Metals fell at the end of a dramatic week, as news of a Chinese clampdown down on high-frequency trading cooled sentiment after frenzied activity in mainland futures that fueled global price gains.
Regulators have ordered bourses including the Shanghai Futures Exchange — the main metals platform — to remove servers operated by high-frequency traders from their data centers, according to people familiar with the matter. Copper, zinc and aluminum all fell in Shanghai, as well as on the London Metal Exchange, which sets global benchmark prices for the commodities.
Metals markets roared higher earlier this week — with copper and tin notching records in London — amid a broad wave of investor enthusiasm for real assets. As part of that, there has been a big spike in trading volumes on SHFE over the past month amid bullish sentiment across Chinese financial markets.
“High‑frequency trading disrupts the rhythm of the market and amplifies price fluctuations,” said Jia Zheng, head of trading at Shanghai Soochow Jiuying Investment Management Co. The latest measures could “lower intraday trading volumes and reduce volatility, but won’t change the market’s fundamental price direction,” she said.

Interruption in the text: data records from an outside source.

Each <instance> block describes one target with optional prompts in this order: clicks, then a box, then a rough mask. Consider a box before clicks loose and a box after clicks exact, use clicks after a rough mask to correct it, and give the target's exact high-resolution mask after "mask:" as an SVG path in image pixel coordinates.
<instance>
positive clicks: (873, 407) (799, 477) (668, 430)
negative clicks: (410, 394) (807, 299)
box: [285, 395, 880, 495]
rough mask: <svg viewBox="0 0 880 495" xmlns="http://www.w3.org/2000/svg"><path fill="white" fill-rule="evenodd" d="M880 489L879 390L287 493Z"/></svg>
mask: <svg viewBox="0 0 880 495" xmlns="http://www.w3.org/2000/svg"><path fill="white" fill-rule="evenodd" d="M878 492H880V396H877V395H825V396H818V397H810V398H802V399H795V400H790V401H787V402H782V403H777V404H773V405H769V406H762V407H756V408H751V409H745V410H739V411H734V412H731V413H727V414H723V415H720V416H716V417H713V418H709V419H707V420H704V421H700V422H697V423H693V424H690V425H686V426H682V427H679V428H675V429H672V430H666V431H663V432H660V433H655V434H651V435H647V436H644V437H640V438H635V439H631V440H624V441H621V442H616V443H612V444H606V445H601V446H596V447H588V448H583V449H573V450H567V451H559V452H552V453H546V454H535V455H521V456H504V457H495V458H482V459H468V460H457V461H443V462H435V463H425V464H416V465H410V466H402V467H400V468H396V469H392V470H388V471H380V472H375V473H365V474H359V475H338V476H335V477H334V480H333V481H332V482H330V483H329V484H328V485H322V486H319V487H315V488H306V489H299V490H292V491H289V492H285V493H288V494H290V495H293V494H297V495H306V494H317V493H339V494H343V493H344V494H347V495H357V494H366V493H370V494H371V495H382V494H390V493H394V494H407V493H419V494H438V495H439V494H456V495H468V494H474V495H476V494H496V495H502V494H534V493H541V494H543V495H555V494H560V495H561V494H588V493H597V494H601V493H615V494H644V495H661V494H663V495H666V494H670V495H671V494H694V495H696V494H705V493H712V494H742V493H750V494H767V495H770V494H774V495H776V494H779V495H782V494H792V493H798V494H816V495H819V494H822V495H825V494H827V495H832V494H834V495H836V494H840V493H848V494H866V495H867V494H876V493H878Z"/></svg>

SHFE has told brokers they need to get equipment for high-speed clients out by the end of the month, while other clients need to do so by April 30, the people said. High-frequency traders locate servers as close as possible to exchange data centers to execute trades as quickly as possible to beat rivals.
Regulatory suspicion around high-frequency trading in China is not new and reflects a wider approach by authorities that seeks to manage volatility in futures markets. Officials have threatened to hike fees for high-frequency traders, although so far they haven’t done so.
Metals prices were broadly steadying already on Thursday after powerful gains at the start of 2026. Tin was up 35% year-to-date at one stage this week, while copper surged to a record above $13,000 a ton, meeting bullish expectations. The all-in LMEX Index of six base metals rose just to short of a record on Wednesday.
Still, high metals prices risk putting off buyers, and there have already been signs of pushback in the key market of China, where physical demand has been relatively week. Expensive materials can also prompt manufacturers to switch to alternatives, as shown by makers of solar panels trying to substitute silver after its price spike.
For copper, a major uncertainty remains around US import tariffs this year, with the White House due to make a decision by mid-year. Traders have pushed big volumes to the US ahead of any levies, and analysts including Goldman Sachs Group Inc. have said they expect global prices to retreat from elevated levels later this year.
On SHFE, copper closed the morning session down 1.2% to 101,330 yuan ($14,545), after an earlier gain of as much as 0.6%, while tin fell as much as 8.3%. All six main metals on the LME fell, with copper down 1% to $12,978 a ton by 12:59 p.m. Shanghai time, while nickel fell 3% and tin shed 2%.
The move to curtail high-frequency trading affects other platforms, including the Guangzhou Futures Exchange that hosts commodities including lithium, platinum and palladium. Lithium also fell sharply on Friday.